Beberapa petani sibuk bekerja disawah, kesana kemari membungkuk membersihkan sawah dari tanaman liar lain dan mengatur aliran air yang masuk dan keluar disela-sela pematang. Mereka bekerja berkelompok-kelompok, tanpa banyak bicara asyik dengan pekerjaannya masing-masing, memanfaatkan terangnya cuaca dan segarnya udara pagi. Yang laki-laki sekali-kali berdiri lalu menghisap dan meniup asap rokok, yang dari tadi lengket dimulut.

Aku berteduh sambil asyik memperhatikan petani yang sedang bekerja disawah. Hari semakin siang, walau dipegunungan terik Matahari tetap semakin panas, tapi rupanya para petani lebih asyik meneruskan pekerjaannya tanpa menghiraukan punggungnya yang semakin panas terbakar Matahari. Harapan hasil panen yang memuaskan mendinginkan punggung mereka.

Dibagian petak sawah yang paling dekat denganku, bapak petani merawat sawahnya ditemani oleh istri dan anaknya, bocah laki-laki. Dengan cekatan Bapak Tani membersihkan tempat jalannya aliran air yang masuk kesawahnya dari sumbatan-sumbatan agar menjadi lancar, si Ibu Tani menimbun-nimbun pemantang yang rusak dengan tanah liat agar tidak jebol karena iritasi, sedang si Anak Tani membersihkan bagian tengah sawah dari  rumput-rumput liar. Mereka giat bekerja tanpa ada saling memerintah satu sama lain.

Sang Bapak berdiri melihatku lalu tersenyum lebar dan menyapa. Suara desiran angin dedaunan dan pari menjadikan tak jelas apa yang beliau katakan. Namun senyum lebar dan keramahan Bapak Tani memaksaku menjawab sapaan nya “Selamat Pagi, Pak” dalam bahasa jawa.

Lalu bapak itu manggut-manggut tanda mengerti maksudku, di ikuti oleh istri dan anaknya yang ikut berdiri dan tersenyum lebar. Masing-masing tangan dan kaki mereka kotor oleh lumpur sawah.

Suasana sawah dan keramahan penghuninya memberatkan aku untuk melanjutkan perjalanan. Kudekati keluarga ramah yang kaki dan tangannya kotor itu. Tanpa bermaksud mengganggu, kucoba untuk berdialog lebih banyak dengan mereka:

“Sudah berapa bulan usia Pari ini Pak?”  Kataku dengan bahasa Jawa, sambil tetap meminta Pak Tani melanjutkan pekerjaannya.                         

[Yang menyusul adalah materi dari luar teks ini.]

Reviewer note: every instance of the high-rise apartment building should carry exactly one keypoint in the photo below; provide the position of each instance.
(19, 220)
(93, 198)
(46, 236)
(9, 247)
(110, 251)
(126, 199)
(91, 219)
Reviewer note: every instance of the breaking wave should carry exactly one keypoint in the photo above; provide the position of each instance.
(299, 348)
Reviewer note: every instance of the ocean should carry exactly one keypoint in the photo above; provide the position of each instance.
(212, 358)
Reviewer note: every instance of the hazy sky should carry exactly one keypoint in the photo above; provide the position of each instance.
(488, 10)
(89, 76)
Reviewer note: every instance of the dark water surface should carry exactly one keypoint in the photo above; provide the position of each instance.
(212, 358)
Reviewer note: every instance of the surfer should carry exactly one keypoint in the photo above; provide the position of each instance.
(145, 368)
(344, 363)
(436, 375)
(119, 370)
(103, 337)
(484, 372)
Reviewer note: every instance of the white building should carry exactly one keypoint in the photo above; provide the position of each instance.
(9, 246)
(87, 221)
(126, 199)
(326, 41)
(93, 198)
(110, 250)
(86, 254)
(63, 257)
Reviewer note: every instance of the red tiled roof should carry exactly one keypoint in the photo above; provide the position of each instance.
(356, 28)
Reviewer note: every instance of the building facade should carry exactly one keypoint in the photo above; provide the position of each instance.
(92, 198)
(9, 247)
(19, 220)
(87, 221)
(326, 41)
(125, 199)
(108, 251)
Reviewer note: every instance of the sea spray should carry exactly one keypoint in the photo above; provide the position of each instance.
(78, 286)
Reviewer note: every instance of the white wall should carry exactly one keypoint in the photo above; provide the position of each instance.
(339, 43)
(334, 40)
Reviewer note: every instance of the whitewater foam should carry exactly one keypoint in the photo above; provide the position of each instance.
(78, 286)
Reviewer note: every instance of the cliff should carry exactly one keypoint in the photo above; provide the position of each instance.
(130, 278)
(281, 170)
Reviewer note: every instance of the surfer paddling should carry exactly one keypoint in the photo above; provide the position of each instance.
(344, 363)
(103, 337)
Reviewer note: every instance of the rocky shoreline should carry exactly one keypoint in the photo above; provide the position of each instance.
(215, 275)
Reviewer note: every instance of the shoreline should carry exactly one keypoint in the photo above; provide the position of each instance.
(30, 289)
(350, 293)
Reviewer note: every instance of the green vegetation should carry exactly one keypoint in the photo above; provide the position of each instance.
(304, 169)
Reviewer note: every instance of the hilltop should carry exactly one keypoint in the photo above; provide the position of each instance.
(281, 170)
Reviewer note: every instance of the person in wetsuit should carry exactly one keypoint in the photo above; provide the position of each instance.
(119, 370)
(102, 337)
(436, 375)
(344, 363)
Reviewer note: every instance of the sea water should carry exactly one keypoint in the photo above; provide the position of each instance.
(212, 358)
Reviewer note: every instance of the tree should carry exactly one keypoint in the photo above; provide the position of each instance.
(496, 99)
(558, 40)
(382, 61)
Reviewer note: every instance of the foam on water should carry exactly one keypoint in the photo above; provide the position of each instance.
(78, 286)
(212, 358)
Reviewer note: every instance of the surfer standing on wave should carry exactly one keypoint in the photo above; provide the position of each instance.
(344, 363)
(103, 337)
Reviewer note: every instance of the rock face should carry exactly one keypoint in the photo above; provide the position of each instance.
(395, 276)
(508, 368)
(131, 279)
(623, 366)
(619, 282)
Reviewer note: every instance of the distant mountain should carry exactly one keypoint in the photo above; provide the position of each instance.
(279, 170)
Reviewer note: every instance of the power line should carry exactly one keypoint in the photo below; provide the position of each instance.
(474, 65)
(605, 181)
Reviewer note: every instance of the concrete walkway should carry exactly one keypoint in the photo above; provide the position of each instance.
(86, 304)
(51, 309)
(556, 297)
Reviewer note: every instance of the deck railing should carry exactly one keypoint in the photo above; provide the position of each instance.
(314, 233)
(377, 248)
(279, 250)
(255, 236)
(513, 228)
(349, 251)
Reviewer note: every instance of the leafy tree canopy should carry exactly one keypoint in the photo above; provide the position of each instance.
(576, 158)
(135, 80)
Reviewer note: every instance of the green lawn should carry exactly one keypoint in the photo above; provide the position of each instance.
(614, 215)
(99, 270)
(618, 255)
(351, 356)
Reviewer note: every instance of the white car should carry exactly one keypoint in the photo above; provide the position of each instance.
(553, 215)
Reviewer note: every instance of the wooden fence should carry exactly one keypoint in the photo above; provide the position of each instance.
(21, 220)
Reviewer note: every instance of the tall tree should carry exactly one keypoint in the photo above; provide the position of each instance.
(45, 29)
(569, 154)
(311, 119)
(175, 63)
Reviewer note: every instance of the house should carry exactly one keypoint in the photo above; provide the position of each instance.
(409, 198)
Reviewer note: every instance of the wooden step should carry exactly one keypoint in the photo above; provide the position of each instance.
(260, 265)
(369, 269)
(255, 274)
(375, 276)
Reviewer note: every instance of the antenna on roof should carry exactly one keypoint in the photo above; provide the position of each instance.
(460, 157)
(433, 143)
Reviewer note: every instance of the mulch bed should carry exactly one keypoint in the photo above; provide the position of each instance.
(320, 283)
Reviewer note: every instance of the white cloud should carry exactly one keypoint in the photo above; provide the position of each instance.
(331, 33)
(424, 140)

Sambil tertawa  dia menjawab “Tiga bulan nak, sampeyan dari mana? Mari duduk disitu, kita sama-sama sarapan” Sambil menunjuk sebuah pelataran kecil yang sudah tersedia beberapa rantang, piring, kendi dan wakul tempat nasi. Hidangan sederhana yang memang sengaja disediakan untuk sarapan Keluarga Tani itu.

 Aku sempat bingung dengan keramahan keluarga ini, tanpa perlu tahu siapa aku, dari mana asalku, mau kemana aku, tanpa ragu-ragu mengajak aku makan bersama jatah sarapan mereka pagi ini. Desa ternyata masih menyimpan manusia-manusia berhati bersih dan mulia.